Now this value is less than the reported value in the paper as well. This is most likely due to a mismatch in the detector dimension and input optical power values. I will have to look into that in more details.


#8

@aalam Thanks Ahsan. Does the norm length mean the results are extrapolated in one direction for 50 microns? or both directions for 25 microns for a total of 50 um?
I think using a 2D-Y normal solver is not appropriate for this case, since the generation rate changes in the Y direction and is not uniform. However when I change to 3D model I get an error: (No area for degenerate linear planar polygon
I18N Runtime Warning:
Missing ICU data file detected while processing directory containing libut.{dll|so|sl|dylib}.)


#9

Hi aalam
I also have a question about the 3dB bandwidth calculation of the VPD example in you website
as we all know,3dB bandwidth change with different area of the PD,but when I use the scirpt of 3dB calculation in your example,I found the 3dB bandwidth always be the same while the area of PD is different.
can you help me how to solve this question.Thanks!


#10

Please see this discussion here for the question about effect of length on bandwidth: Selecting Parameter in Transient Simulation in DEVICE.

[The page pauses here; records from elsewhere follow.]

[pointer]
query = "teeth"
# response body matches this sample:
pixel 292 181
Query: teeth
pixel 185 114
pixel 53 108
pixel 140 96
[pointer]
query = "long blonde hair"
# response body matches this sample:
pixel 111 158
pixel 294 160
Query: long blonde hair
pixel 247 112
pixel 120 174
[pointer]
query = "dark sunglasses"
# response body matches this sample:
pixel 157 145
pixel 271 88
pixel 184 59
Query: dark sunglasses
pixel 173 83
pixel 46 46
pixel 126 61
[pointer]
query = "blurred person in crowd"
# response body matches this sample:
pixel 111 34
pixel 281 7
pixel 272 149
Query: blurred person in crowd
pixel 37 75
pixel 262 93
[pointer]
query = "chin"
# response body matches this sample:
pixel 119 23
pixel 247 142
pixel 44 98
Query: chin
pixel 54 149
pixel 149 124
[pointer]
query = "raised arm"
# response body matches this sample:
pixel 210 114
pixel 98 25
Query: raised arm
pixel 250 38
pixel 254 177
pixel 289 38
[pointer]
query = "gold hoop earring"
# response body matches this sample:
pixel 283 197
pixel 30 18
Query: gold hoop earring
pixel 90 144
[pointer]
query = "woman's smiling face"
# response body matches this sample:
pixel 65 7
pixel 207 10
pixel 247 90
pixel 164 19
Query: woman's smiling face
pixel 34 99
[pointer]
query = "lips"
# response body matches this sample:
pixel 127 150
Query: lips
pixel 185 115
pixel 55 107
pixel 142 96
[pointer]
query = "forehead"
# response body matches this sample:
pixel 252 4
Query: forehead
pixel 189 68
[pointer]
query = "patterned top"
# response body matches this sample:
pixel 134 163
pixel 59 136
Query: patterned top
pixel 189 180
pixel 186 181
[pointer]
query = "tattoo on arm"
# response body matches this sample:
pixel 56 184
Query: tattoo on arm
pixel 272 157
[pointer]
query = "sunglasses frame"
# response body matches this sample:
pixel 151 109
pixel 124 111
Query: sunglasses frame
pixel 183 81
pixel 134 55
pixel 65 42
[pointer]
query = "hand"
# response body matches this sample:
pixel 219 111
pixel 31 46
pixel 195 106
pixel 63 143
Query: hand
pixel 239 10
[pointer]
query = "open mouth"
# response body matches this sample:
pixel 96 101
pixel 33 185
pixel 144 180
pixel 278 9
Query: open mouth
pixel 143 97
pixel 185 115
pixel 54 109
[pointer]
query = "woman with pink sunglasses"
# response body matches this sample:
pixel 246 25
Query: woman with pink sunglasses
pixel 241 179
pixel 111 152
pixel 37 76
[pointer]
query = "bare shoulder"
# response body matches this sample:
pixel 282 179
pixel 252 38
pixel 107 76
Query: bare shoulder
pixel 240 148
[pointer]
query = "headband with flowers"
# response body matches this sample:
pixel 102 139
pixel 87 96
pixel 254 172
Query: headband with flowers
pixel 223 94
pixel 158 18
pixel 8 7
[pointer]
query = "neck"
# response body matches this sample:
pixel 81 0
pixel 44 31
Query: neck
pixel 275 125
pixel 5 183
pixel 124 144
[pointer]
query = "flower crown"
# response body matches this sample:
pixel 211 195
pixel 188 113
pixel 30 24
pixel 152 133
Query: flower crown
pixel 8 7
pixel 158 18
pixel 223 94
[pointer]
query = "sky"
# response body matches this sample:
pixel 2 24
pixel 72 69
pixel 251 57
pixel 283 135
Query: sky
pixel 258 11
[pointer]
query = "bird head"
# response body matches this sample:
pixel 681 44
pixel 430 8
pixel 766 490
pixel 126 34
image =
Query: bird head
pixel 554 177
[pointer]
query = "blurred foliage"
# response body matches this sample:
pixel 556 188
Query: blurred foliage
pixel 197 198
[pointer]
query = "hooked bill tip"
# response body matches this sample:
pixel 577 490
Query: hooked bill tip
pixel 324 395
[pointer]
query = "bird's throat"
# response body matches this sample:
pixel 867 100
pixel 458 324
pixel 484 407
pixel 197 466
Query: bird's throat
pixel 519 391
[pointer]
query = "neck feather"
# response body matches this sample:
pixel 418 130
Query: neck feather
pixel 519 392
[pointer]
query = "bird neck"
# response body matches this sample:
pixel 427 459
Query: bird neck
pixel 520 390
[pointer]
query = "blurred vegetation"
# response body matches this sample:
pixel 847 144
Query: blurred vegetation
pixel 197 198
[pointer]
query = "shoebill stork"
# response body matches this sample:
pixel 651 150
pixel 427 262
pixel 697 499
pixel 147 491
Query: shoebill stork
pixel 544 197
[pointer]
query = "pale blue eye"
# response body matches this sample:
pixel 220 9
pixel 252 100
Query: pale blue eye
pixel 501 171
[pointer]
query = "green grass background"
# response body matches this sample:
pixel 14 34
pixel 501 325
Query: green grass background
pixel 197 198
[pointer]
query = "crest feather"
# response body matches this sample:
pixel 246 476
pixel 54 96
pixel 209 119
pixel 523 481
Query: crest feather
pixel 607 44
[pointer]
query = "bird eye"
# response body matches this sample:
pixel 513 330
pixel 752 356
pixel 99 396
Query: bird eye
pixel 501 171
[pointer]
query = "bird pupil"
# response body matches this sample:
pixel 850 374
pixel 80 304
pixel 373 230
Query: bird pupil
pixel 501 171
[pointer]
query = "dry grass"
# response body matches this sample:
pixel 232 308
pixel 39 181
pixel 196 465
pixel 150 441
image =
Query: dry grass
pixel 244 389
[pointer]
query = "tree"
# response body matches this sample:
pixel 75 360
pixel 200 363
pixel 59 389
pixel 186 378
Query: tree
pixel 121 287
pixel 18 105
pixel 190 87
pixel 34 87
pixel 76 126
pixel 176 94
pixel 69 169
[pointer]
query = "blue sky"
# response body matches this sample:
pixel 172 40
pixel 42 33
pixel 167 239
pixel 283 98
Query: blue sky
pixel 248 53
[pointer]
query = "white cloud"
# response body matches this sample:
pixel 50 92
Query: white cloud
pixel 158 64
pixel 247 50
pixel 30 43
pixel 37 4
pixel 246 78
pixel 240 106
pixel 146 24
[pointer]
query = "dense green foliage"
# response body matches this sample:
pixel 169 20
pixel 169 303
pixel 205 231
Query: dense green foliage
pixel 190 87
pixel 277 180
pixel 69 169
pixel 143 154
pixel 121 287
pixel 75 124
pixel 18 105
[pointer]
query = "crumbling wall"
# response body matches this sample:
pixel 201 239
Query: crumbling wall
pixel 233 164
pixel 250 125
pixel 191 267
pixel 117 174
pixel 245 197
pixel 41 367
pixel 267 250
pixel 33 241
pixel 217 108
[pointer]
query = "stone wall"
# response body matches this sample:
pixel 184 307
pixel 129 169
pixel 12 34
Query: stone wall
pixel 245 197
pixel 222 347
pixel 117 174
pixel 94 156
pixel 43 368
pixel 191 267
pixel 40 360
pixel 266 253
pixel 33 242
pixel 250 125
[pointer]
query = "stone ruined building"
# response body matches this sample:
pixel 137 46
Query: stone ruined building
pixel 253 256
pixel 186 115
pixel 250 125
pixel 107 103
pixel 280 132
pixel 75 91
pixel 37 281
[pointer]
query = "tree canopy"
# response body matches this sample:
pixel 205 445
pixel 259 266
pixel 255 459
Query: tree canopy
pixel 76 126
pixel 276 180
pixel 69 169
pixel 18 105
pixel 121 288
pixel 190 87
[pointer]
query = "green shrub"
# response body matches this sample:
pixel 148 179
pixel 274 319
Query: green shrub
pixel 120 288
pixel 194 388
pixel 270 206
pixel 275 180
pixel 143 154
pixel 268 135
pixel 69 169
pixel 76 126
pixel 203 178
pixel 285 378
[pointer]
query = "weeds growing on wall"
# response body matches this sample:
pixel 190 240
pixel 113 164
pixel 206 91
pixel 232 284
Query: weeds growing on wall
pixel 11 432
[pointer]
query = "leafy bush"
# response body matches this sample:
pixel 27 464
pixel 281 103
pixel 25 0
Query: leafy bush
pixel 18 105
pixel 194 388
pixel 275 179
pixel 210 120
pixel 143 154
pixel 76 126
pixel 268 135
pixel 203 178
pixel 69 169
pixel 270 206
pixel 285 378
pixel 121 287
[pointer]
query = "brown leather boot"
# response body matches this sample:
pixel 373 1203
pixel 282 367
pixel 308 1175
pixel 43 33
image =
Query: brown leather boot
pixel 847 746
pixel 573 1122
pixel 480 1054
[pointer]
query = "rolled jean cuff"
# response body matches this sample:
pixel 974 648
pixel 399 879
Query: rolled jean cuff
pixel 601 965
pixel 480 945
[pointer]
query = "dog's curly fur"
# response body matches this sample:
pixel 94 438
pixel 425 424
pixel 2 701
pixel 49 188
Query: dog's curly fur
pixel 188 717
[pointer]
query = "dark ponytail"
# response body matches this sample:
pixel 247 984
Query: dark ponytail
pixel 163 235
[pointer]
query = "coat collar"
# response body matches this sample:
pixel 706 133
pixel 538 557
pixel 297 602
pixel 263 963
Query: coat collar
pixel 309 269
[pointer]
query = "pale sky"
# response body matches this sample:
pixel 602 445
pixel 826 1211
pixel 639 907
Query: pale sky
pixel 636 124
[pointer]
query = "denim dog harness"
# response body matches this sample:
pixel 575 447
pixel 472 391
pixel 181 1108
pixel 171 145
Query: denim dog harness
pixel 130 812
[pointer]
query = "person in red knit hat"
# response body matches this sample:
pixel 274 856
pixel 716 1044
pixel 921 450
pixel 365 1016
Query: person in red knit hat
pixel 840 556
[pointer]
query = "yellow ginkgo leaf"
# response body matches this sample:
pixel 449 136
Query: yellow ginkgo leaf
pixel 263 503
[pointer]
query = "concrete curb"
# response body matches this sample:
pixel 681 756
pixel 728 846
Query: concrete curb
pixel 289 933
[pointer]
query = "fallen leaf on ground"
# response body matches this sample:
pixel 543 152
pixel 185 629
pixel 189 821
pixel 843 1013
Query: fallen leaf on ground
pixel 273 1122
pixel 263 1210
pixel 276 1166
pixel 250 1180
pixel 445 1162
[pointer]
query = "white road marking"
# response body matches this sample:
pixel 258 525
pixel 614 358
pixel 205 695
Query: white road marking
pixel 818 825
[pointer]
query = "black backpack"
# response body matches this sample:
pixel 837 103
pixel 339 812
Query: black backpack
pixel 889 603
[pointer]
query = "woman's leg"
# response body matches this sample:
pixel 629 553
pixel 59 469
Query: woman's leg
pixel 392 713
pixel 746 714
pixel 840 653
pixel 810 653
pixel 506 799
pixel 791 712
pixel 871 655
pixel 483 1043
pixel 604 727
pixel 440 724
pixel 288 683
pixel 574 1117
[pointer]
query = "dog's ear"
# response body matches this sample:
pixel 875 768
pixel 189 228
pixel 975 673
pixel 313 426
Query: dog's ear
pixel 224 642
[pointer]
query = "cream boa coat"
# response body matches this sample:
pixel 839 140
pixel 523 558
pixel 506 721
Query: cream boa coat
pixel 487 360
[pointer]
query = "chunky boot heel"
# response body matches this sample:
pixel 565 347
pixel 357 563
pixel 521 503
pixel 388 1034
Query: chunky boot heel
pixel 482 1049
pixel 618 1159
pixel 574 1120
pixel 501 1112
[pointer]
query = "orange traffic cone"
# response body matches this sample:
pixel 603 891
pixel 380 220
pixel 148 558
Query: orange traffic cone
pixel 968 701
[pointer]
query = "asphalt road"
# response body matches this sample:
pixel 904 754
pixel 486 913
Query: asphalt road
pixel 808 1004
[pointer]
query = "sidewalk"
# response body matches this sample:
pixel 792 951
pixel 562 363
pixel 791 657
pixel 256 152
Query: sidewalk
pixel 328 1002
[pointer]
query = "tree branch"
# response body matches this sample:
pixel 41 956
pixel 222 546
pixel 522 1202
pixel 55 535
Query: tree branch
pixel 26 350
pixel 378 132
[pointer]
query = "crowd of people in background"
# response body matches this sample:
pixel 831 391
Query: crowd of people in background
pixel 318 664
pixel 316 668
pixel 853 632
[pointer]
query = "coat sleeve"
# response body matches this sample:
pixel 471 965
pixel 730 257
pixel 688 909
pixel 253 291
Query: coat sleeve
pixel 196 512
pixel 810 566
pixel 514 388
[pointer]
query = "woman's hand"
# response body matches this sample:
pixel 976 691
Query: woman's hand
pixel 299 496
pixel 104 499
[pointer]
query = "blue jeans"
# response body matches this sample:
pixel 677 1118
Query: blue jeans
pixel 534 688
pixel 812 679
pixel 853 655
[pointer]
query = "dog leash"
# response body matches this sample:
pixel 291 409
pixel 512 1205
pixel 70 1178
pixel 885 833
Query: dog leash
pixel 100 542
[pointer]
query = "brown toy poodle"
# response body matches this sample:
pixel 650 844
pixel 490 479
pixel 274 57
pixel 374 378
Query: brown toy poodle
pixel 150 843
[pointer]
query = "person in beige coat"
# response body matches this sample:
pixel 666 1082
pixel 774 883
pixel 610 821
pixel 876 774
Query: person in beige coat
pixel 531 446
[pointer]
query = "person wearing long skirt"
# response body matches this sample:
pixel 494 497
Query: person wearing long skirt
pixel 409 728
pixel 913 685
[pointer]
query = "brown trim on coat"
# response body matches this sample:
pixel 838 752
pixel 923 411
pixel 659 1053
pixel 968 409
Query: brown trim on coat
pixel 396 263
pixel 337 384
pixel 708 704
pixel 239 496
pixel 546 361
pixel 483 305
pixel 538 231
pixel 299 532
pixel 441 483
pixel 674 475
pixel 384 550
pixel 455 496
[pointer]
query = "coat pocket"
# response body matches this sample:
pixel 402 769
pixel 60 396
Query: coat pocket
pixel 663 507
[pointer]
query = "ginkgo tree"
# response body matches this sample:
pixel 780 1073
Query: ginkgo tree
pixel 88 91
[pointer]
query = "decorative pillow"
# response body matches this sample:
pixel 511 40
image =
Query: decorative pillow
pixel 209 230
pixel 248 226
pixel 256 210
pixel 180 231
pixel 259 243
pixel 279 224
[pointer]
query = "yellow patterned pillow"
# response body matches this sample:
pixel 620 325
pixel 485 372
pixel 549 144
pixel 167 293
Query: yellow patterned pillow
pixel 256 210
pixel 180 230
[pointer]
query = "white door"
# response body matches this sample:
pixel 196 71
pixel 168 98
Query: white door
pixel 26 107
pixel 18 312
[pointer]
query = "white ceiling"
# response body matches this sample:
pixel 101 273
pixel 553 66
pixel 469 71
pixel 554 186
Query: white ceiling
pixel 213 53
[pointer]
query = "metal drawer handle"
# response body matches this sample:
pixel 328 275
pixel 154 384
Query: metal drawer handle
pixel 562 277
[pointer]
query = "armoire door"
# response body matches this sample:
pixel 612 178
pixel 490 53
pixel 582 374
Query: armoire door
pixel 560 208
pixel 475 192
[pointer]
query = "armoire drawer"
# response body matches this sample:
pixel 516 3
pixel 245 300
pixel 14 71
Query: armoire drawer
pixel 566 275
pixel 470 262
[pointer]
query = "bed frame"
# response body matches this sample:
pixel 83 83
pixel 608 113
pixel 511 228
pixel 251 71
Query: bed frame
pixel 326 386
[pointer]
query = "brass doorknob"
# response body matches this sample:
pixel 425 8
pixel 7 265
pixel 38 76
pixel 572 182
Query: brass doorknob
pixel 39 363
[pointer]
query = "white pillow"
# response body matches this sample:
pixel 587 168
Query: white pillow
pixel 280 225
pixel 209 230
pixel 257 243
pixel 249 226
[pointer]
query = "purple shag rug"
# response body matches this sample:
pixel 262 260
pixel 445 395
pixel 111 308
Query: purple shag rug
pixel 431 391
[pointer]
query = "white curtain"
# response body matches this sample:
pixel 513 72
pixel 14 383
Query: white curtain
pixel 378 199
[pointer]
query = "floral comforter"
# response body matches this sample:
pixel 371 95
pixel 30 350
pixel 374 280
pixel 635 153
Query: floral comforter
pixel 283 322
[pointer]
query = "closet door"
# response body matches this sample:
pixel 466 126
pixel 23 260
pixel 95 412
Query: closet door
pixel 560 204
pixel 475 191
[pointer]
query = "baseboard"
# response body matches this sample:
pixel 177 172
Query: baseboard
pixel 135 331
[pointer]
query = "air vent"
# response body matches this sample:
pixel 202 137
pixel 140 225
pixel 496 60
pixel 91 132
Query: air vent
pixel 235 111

For the error message (which is arising because the solver is failing to create the 3D geometry) please see this post: Geometry building issue in 3D simulation for DEVICE.


#11

A post was split to a new topic: Error: no area for degenerate linear polygons


#12

I am using “Grad Phi” to simulate the impact ionization in InGaAs/InP planar APDs and the simulated breakdown voltage and the dark current matches closely my experimental data. As I have understood from various posts here, “Grad Phi” is not a valid “driving force” to simulate the heterostructure APDs.
My question is “why grad phi is not valid for heterostructure APDs?” Even though, InGaAs/InP is a heterostructure, but the charge sheet and the multiplication region are both located in the InP.


#13

The “grad phi” option calculates the electric field from the gradient of the quasi Fermi level which can give a wrong (high) value for electric fields at heterojunctions. This high electric field can then intorduce breakdown at the heterojunction even if the actual breakdown is supposed to happen somewhere else in the device. In your case I am guessing that the electric field it is calculating at the heterojunction is not large enough to effect the location of the breakdown and therefore you are getting the right behavior from the simulation.